Minor Pullback

I update each Saturday with my view of the stock market for the next few weeks (if occupied with family or travel, rarely I am a day or two late, just check back).  The monthly “Long Term” update will be on a Wednesday soon after the 15th of each month, and this supports investors who want to buy and hold, but want to sell to avoid the bulk of a primary bear market, and buy back in for most of the next bull market.  You can always scroll down a few weeks and find the latest “Long Term” update.
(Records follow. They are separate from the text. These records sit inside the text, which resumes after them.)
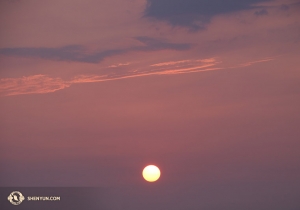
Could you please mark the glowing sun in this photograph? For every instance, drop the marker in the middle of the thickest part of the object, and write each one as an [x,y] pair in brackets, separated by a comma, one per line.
[151,173]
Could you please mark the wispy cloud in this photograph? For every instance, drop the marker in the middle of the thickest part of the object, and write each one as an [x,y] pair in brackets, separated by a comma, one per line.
[119,64]
[195,14]
[38,84]
[79,53]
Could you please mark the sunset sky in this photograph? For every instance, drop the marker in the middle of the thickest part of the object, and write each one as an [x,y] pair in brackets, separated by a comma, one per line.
[92,91]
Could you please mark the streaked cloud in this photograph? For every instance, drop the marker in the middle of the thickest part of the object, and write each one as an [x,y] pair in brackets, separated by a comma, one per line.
[194,14]
[79,53]
[37,84]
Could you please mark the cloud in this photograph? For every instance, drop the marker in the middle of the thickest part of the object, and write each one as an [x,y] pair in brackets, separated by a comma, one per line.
[261,12]
[78,53]
[38,84]
[195,14]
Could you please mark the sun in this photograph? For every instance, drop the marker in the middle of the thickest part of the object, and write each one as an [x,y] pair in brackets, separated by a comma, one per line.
[151,173]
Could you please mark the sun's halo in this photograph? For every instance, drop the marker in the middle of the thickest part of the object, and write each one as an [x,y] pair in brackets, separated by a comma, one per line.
[151,173]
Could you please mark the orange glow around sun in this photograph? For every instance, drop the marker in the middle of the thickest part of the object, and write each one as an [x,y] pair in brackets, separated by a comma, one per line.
[151,173]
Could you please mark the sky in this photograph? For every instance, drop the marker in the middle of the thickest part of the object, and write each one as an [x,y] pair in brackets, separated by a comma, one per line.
[93,91]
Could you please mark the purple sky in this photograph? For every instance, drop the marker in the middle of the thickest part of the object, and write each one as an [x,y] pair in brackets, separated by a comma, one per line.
[209,91]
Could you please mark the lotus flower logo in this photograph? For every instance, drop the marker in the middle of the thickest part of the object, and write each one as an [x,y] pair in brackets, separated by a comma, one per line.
[15,198]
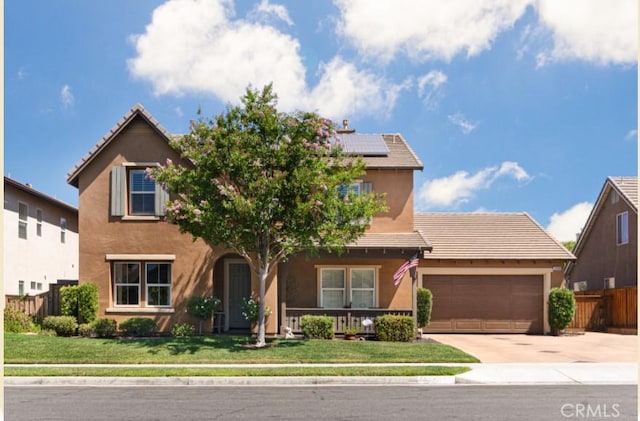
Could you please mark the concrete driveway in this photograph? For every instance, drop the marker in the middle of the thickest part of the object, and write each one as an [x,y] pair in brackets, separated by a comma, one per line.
[515,348]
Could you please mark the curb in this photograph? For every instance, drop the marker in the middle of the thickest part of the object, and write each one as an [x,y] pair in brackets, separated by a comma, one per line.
[231,381]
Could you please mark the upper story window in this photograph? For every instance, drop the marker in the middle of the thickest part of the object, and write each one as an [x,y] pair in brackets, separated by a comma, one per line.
[133,194]
[622,228]
[23,216]
[142,192]
[39,222]
[63,230]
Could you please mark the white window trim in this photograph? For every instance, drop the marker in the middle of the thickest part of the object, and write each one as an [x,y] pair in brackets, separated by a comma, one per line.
[39,219]
[23,221]
[147,284]
[347,280]
[625,226]
[139,284]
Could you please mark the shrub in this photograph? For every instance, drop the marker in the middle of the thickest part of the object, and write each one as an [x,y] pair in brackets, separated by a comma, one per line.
[62,325]
[86,330]
[105,328]
[317,327]
[17,321]
[392,328]
[81,301]
[138,326]
[425,302]
[183,330]
[562,307]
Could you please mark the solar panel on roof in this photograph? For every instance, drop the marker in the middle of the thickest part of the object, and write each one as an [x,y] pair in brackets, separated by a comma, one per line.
[364,144]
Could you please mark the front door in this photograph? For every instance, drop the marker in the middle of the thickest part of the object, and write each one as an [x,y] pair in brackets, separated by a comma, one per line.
[238,279]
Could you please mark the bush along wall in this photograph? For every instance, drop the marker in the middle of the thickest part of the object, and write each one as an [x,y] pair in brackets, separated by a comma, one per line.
[394,328]
[562,308]
[80,301]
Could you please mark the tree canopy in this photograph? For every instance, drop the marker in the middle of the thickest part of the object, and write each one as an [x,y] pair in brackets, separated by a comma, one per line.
[266,184]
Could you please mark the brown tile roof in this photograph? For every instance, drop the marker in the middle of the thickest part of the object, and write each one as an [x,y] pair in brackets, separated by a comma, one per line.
[136,110]
[488,236]
[400,155]
[410,240]
[628,188]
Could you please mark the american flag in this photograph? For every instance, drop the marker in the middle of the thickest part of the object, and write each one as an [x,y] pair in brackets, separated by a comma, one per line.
[411,263]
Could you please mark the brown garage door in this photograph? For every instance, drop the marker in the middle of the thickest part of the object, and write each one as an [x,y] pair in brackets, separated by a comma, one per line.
[485,303]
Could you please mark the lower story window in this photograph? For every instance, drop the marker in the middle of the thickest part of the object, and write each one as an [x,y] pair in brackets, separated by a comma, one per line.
[126,281]
[353,287]
[158,284]
[130,282]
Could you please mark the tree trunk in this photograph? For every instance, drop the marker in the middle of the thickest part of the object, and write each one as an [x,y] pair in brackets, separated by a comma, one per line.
[264,271]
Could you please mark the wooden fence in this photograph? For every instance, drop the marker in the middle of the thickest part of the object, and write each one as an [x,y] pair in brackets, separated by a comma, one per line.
[41,305]
[603,309]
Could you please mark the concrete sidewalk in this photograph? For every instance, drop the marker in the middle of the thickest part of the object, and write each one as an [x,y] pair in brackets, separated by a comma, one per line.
[487,374]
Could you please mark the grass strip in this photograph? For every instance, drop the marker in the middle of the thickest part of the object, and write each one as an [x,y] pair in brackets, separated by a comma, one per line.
[232,372]
[34,349]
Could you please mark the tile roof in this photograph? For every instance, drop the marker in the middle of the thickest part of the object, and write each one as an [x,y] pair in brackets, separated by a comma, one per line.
[628,188]
[400,155]
[410,240]
[488,236]
[30,190]
[138,109]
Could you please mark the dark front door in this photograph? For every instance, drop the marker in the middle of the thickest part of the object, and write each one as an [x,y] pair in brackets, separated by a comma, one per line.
[239,284]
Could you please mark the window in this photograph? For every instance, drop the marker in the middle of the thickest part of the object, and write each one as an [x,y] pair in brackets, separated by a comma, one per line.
[126,280]
[136,287]
[363,287]
[63,230]
[135,195]
[39,222]
[23,215]
[159,284]
[353,287]
[622,228]
[142,196]
[332,295]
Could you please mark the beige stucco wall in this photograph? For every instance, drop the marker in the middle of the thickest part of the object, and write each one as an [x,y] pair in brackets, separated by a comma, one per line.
[398,188]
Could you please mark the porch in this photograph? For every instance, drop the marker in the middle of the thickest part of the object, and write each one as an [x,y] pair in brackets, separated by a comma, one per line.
[342,318]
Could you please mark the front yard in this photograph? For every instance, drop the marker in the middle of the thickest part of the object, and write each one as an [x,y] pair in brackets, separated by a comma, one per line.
[34,349]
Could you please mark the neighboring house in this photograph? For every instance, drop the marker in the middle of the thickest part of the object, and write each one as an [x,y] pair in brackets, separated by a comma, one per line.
[40,240]
[144,266]
[607,248]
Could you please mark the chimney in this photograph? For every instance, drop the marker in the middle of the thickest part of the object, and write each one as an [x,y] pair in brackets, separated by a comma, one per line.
[345,127]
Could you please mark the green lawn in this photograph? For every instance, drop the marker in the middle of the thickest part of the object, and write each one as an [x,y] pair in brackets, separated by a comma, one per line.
[33,349]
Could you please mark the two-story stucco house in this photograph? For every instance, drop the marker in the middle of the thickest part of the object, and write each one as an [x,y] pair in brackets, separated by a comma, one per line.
[40,240]
[145,267]
[607,248]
If you lose your bookmark to the blog, google “Rich Investing” and it should show up on the first page or so.  The more often you google it and hit the link, the higher it will show in your results.

The monthly Long Term update was posted Wed., so scroll down for lots of good information on the position of the economy and stock market.


The four-week average of new unemployment claims nationwide, meanwhile, rose by 3,500 to 221,000.  Existing home sales rose 1.9% in October, while the median price was up 6% over last year to $270,900.  The leading economic index fell 0.1% in October to mark the third straight decline.  The final consumer sentiment index in November was 96.8, above the October level of 95.5.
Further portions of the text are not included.